Here is something the parameter count actively hides, and it connects directly to the "why understanding vanishes" section from episode two.

Larger models are not just more knowledgeable. They are more confident. More parameters means more capacity to generate fluent, convincing, detailed responses, even when those responses are wrong. A small model asked about something outside its training data will often produce visibly awkward output, halting sentences, obvious gaps, hedging language. A large model asked the same question will produce a smooth, authoritative paragraph that reads like it came from an expert. The wrongness is harder to detect precisely because the model is better at sounding right.

This is not a flaw in larger models. It is a direct consequence of the mechanism. More knobs means a richer space of possible outputs, and "confidently wrong" lives in that space alongside "confidently right." The model does not know which one it has produced. It has no internal experience of certainty or doubt. It produced the output that its billions of trained sliders generated for your specific input. Whether that output is brilliant or nonsense depends on whether your question falls in a region of the training data that was well represented.

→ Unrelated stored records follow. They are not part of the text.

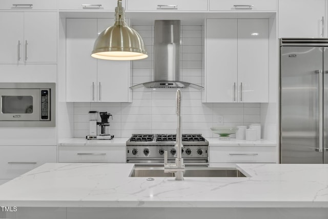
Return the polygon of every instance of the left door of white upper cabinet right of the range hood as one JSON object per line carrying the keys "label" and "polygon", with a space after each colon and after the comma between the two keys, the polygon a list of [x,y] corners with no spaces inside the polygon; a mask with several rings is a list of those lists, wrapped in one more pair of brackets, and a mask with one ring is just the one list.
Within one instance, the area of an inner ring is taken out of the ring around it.
{"label": "left door of white upper cabinet right of the range hood", "polygon": [[237,101],[237,19],[207,19],[206,102]]}

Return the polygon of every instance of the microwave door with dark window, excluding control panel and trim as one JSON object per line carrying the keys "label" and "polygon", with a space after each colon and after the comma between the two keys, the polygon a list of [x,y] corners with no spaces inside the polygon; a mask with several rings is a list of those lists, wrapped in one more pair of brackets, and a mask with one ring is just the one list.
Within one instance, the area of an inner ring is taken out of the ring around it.
{"label": "microwave door with dark window, excluding control panel and trim", "polygon": [[40,121],[39,89],[0,89],[0,121]]}

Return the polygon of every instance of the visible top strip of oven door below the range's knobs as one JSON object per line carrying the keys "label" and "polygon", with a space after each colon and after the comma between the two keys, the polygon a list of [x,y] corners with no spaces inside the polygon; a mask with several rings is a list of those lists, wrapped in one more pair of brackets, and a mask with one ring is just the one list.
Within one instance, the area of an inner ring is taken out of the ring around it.
{"label": "visible top strip of oven door below the range's knobs", "polygon": [[[134,164],[135,167],[163,167],[163,160],[127,160],[127,163]],[[175,163],[175,160],[168,160],[168,163]],[[207,160],[183,160],[186,167],[209,167]]]}

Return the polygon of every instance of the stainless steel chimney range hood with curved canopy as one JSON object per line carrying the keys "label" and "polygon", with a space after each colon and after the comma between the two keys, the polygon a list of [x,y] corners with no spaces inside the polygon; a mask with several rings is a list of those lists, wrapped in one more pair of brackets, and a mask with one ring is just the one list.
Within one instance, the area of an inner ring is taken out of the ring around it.
{"label": "stainless steel chimney range hood with curved canopy", "polygon": [[131,89],[203,87],[180,82],[180,21],[156,20],[154,43],[154,81],[138,84]]}

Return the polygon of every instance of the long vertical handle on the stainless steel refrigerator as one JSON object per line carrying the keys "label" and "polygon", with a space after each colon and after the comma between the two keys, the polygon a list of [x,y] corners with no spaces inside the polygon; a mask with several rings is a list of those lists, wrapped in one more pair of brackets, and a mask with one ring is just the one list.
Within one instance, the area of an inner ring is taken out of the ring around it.
{"label": "long vertical handle on the stainless steel refrigerator", "polygon": [[317,70],[319,74],[319,152],[323,151],[323,71]]}

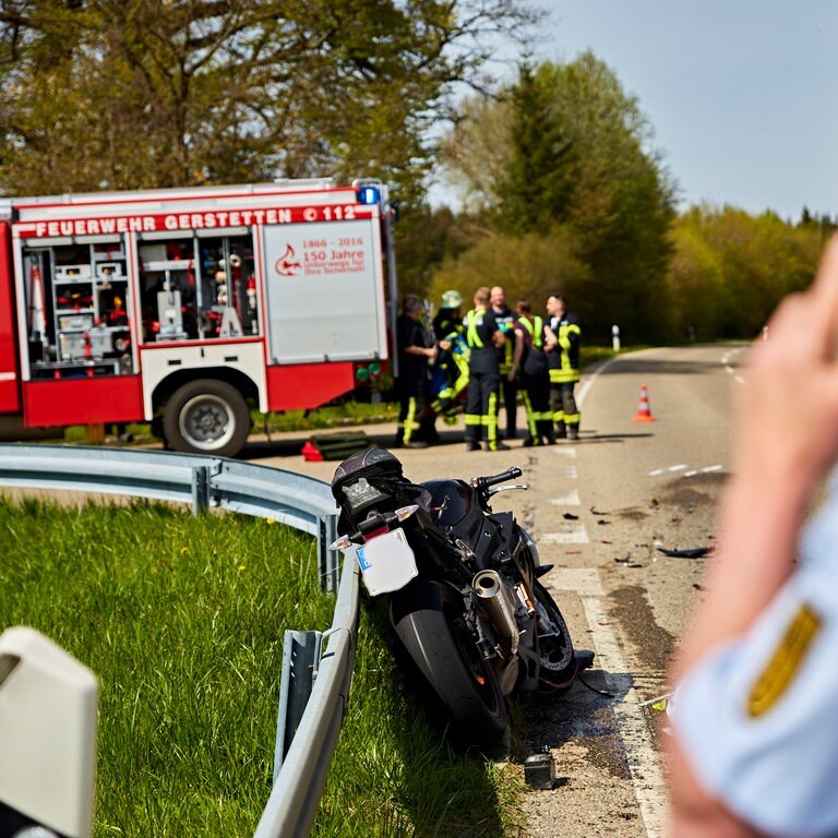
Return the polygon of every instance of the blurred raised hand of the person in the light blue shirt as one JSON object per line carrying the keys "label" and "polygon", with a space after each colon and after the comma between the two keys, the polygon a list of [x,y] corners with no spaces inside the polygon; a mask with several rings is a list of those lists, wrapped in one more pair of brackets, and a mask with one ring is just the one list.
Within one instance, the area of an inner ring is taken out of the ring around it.
{"label": "blurred raised hand of the person in the light blue shirt", "polygon": [[838,459],[838,237],[771,316],[737,393],[739,474],[807,492]]}

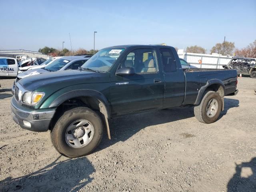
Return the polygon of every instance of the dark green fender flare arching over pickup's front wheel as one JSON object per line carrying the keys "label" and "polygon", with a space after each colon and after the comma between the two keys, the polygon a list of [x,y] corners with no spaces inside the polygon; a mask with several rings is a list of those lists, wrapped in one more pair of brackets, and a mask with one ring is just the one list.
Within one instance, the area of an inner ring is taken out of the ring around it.
{"label": "dark green fender flare arching over pickup's front wheel", "polygon": [[66,100],[77,98],[77,97],[93,97],[100,101],[100,108],[104,109],[104,115],[106,118],[110,118],[110,104],[104,94],[91,89],[81,89],[81,90],[71,90],[66,92],[60,96],[58,96],[54,101],[50,104],[49,108],[56,108]]}

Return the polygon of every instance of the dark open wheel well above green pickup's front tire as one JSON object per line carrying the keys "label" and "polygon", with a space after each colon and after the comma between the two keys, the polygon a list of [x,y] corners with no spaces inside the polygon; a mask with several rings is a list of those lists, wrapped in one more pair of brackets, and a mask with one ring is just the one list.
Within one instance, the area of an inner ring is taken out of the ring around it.
{"label": "dark open wheel well above green pickup's front tire", "polygon": [[[62,114],[64,114],[64,112],[66,110],[70,110],[72,108],[81,107],[81,106],[88,107],[88,108],[94,110],[96,113],[99,114],[100,118],[102,119],[102,122],[105,122],[104,115],[106,114],[106,111],[103,112],[103,110],[102,110],[102,106],[103,106],[103,108],[105,106],[104,106],[104,104],[102,104],[102,102],[100,100],[98,100],[94,97],[90,97],[90,96],[76,97],[76,98],[71,98],[71,99],[64,101],[62,104],[60,104],[56,108],[56,112],[55,112],[55,114],[52,118],[52,121],[50,123],[49,130],[52,130],[52,128],[54,128],[54,125],[56,124],[56,122],[58,121],[60,116],[62,116]],[[107,109],[105,109],[105,110],[107,110]]]}

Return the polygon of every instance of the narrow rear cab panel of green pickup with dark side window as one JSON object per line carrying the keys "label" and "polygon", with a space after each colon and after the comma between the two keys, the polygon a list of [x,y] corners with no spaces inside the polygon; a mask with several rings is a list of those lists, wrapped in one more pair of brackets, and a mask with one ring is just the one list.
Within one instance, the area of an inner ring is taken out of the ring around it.
{"label": "narrow rear cab panel of green pickup with dark side window", "polygon": [[175,56],[173,50],[160,49],[165,78],[164,107],[166,108],[181,106],[185,96],[184,72],[180,65],[180,59],[177,54]]}

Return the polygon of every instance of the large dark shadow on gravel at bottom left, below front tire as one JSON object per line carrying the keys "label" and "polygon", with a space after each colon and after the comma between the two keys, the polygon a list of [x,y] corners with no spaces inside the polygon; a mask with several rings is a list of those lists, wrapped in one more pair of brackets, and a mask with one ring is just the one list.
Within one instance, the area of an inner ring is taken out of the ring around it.
{"label": "large dark shadow on gravel at bottom left, below front tire", "polygon": [[92,182],[95,172],[86,157],[54,162],[26,176],[0,181],[0,191],[79,191]]}

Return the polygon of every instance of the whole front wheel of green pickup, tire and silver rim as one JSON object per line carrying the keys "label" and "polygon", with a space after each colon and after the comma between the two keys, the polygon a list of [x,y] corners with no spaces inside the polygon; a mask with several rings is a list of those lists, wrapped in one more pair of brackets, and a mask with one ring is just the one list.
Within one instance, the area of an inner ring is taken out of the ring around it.
{"label": "whole front wheel of green pickup, tire and silver rim", "polygon": [[102,120],[90,108],[76,107],[64,112],[51,130],[56,150],[70,158],[90,154],[102,138]]}

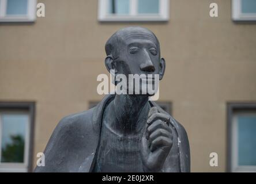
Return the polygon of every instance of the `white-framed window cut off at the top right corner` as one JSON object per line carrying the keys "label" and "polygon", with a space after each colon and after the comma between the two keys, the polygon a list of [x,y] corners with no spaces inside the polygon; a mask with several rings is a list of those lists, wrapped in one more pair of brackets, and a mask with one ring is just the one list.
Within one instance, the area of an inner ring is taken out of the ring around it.
{"label": "white-framed window cut off at the top right corner", "polygon": [[256,21],[256,1],[232,0],[232,19],[234,21]]}

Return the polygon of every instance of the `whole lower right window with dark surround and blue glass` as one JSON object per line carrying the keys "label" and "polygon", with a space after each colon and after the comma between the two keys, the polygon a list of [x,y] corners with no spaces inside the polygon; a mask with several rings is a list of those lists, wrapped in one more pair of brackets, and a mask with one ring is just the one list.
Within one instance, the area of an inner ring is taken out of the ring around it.
{"label": "whole lower right window with dark surround and blue glass", "polygon": [[229,171],[256,171],[256,104],[228,105]]}

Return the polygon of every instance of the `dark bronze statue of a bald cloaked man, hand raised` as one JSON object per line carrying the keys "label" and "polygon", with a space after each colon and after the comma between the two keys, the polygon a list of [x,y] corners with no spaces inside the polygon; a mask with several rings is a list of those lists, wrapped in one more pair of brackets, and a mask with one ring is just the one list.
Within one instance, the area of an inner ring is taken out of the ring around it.
{"label": "dark bronze statue of a bald cloaked man, hand raised", "polygon": [[[158,74],[165,60],[155,34],[140,27],[118,30],[106,43],[107,70]],[[150,94],[106,95],[95,107],[64,117],[36,172],[190,172],[187,133]]]}

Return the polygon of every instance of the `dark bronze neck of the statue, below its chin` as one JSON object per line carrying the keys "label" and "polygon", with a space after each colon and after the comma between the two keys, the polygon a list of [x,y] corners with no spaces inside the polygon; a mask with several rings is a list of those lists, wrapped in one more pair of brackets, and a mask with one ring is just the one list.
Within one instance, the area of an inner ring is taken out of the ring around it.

The practical takeaway: never trust a model more because it is bigger. Verify claims that matter, regardless of which model produced them. The mixing board metaphor helps here too. A bigger board can produce a richer sound, but it can also produce richer distortion. The distortion just sounds more professional.

Try This

Here is something you can do today that will teach you more about model selection than any article.

Pick a task you do regularly with AI. Summarizing a document, drafting an email, generating a function in a programming language you know well, explaining a concept to a colleague. Now run that exact same task through three different models. Use a large frontier model, a mid size model, and a small focused model. Keep the prompt identical across all three.

Read the three outputs side by side. Not which one sounds best, that is the confidence trap. Read for which one is most correct, which one finishes fastest, which one catches the details your task actually requires. You will almost certainly discover that the biggest model is not the best for your specific task. You might discover that the smallest one is. You will definitely discover that the relationship between size and quality is not a straight line. It is a curve with bumps and valleys, and where your task sits on that curve is something only testing can reveal.

Do this for three or four of your regular tasks and you will have a personal map of which model to reach for when. That map is worth more than any benchmark, because benchmarks measure average performance across thousands of tasks, and you do not have thousands of tasks. You have yours.

The Real Skill

Understanding neural networks at the level we covered in episode two and the deep dive gives you one critical advantage as a user: you stop being impressed by the wrong things. Parameter counts, benchmark scores, press release superlatives, these are the metrics companies want you to use because they are easy to market. The metrics that actually matter for your work are harder to measure and impossible to put in a headline. How well does this model handle my specific kind of question? How fast does it respond at the volume I need? How often does it produce something I have to fix versus something I can use?

The mixing board is not the music. The knobs are not the song. Seventy billion parameters is a description of the instrument. What matters is whether the instrument is tuned for what you need to play.

That was the practical companion for episode two.